• Les pollutions de l’eau en France


    Rejets des collectivités locales

    L’assainissement réalisé par les collectivités locales est globalement insuffisant et peu fiable. Il se caractérise par des taux de collecte et de dépollution qui sont souvent trop faibles en fonctionnement normal, et donc a fortiori une très mauvaise prise en compte de la pollution par temps de pluie (les volumes à traiter pouvant augmenter considérablement). Une partie seulement de la pollution totale brute, tous paramètres confondus – matières oxydables, matières azotées, matières en suspension produites sur les zones de collecte (industriels raccordés compris), parvient, en moyenne, aux stations d’épuration, en raison des raccordements défectueux et de la fiabilité insuffisante des systèmes de collecte. Le rendement d’épuration global moyen est de 71 %, il en résulte un traitement réel de moins de la moitié de la pollution de temps sec produite. Pour la pollution azotée ou phosphorée, les résultats sont plus modestes que pour la pollution organique car peu de stations ont été conçues pour éliminer l’azote et encore moins le phosphore.

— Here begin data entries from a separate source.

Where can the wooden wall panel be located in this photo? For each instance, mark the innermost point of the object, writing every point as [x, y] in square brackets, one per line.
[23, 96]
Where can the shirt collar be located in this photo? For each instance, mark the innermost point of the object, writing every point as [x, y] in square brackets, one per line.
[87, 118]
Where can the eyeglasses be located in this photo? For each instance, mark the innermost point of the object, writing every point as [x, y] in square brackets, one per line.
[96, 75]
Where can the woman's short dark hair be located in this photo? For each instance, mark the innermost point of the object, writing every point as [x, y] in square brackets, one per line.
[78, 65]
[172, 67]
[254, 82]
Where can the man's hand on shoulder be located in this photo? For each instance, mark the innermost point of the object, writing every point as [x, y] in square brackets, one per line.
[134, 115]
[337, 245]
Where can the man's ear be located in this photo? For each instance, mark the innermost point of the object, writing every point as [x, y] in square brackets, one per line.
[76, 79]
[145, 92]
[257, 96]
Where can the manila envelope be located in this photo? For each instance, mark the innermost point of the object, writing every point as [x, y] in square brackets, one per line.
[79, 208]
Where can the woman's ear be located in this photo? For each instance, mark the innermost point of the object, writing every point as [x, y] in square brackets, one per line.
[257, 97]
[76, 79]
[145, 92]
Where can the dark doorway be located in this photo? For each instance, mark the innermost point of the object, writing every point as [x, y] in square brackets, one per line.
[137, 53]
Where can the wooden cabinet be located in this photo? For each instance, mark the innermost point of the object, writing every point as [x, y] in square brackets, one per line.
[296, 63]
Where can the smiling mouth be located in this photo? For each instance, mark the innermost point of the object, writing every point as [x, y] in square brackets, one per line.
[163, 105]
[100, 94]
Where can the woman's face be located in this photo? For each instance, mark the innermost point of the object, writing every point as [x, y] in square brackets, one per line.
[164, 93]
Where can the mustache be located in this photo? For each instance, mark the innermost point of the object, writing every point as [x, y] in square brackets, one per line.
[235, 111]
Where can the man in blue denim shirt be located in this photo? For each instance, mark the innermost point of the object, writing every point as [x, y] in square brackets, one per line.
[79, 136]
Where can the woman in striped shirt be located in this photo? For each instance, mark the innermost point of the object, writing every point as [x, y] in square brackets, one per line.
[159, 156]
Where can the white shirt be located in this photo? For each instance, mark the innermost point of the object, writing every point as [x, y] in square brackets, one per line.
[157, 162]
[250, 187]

Le rendement global moyen sur les matières azotées est de 34 %. Par temps de pluie, la pollution émise par les zones urbaines occasionne des désordres majeurs dans les milieux récepteurs, notamment en période estivale. Ceci est lié, d’une part, à l’imperméabilisation des sols et, d’autre part, au rejet d’eaux usées non traitées par les déversoirs d’orage. L’agglomération parisienne et les communes littorales sont concernées au premier chef.

    Rejets des industries

    La pollution brute produite par les industries est considérable ; les efforts de dépollution sont en proportion, mais la pollution nette résiduelle est encore importante. À la pollution organique vient s’ajouter la pollution toxique, plus insidieuse, et les risques de pollutions accidentelles. Les petits cours d’eau y sont très sensibles. Les rejets des ateliers de traitement de surface et de l’industrie chimique peuvent avoir des effets cumulatifs appréciables sur la qualité biologique des eaux de certaines rivières. L’industrie est souvent génératrice de déchets spéciaux dont l’élimination doit être réalisée dans des centres spécialisés (blanchisseries, garages…) si l’on veut éviter tout risque de contamination de l’eau et des milieux aquatiques. Certaines régions sont sous-équipées en de tels centres. La production d’électricité d’origine nucléaire engendre des rejets thermiques et chimiques (sulfates, métaux…) et la nécessité de retraiter les composés radioactifs au sein d’unités spéciales (La Hague).